Il provvedimento che impone la revisione della patente di guida a carico del conducente responsabile di un sinistro non è sufficientemente motivato qualora faccia riferimento al solo fatto dell’incidente, senza richiamare ed esplicitare altre circostanze. Questo il principio affermato dal TAR dell’Emilia Romagna che ha accolto il ricorso di un automobilista che si era visto disporre la revisione del proprio titolo autorizzatorio per la conduzione dei veicoli a seguito di un sinistro dallo stesso causato.
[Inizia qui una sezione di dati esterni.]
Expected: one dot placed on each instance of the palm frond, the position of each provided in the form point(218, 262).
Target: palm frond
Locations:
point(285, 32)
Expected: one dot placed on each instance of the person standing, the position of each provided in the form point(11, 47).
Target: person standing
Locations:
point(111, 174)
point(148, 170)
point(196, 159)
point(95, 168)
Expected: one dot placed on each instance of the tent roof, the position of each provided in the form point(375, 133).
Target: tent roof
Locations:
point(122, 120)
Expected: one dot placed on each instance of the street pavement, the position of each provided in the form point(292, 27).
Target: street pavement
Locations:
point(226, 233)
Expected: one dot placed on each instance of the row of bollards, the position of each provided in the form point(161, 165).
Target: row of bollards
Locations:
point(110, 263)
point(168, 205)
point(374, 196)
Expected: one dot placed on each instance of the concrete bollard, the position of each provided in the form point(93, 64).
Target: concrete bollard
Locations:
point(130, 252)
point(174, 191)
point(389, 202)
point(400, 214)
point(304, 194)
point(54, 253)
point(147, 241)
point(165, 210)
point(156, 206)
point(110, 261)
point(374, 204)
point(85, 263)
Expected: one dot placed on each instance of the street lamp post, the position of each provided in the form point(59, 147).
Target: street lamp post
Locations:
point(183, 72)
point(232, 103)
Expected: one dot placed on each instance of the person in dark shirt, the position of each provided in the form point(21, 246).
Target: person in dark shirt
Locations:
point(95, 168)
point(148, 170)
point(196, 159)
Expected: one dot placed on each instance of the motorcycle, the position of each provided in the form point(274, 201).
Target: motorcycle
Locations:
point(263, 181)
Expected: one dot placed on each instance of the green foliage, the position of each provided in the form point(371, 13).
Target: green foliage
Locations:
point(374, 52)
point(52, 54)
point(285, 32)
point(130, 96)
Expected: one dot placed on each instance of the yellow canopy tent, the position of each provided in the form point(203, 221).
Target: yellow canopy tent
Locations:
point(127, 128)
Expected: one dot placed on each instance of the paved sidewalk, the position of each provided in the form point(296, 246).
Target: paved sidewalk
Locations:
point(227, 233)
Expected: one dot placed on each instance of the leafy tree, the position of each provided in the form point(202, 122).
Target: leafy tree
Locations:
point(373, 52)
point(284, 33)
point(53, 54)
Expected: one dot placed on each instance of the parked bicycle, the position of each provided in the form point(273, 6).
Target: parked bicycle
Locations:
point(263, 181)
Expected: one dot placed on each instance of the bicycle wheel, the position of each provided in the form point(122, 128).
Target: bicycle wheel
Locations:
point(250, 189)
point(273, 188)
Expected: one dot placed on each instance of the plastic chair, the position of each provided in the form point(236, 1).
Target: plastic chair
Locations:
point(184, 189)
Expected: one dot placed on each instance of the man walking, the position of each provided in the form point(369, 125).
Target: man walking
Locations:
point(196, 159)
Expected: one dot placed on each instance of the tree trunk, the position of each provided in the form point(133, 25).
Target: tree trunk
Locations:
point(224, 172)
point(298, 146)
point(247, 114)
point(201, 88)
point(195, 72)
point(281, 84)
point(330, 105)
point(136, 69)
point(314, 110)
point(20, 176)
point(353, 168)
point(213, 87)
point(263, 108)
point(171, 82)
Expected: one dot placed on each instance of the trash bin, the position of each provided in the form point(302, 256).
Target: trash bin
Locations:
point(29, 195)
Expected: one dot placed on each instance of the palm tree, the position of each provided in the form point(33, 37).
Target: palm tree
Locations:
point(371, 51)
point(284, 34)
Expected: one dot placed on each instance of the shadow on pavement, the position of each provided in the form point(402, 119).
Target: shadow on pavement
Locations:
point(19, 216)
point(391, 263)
Il provvedimento con il quale era stata disposta la revisione della patente però, si limitava ad affermare la carenza dei requisiti richiesti dalla legge sulla base del solo fatto di aver causato lo scontro, senza altri elementi utili ad evidenziare le ragioni per le quali il ricorrente avesse inequivocabilmente perduto le indispensabili attitudini di cui sopra. Da qui l’impugnazione del provvedimento innanzi al Giudice Amministrativo, il quale ha deciso per l’annullamento dell’atto proprio perché risultato carente di adeguata giustificazione.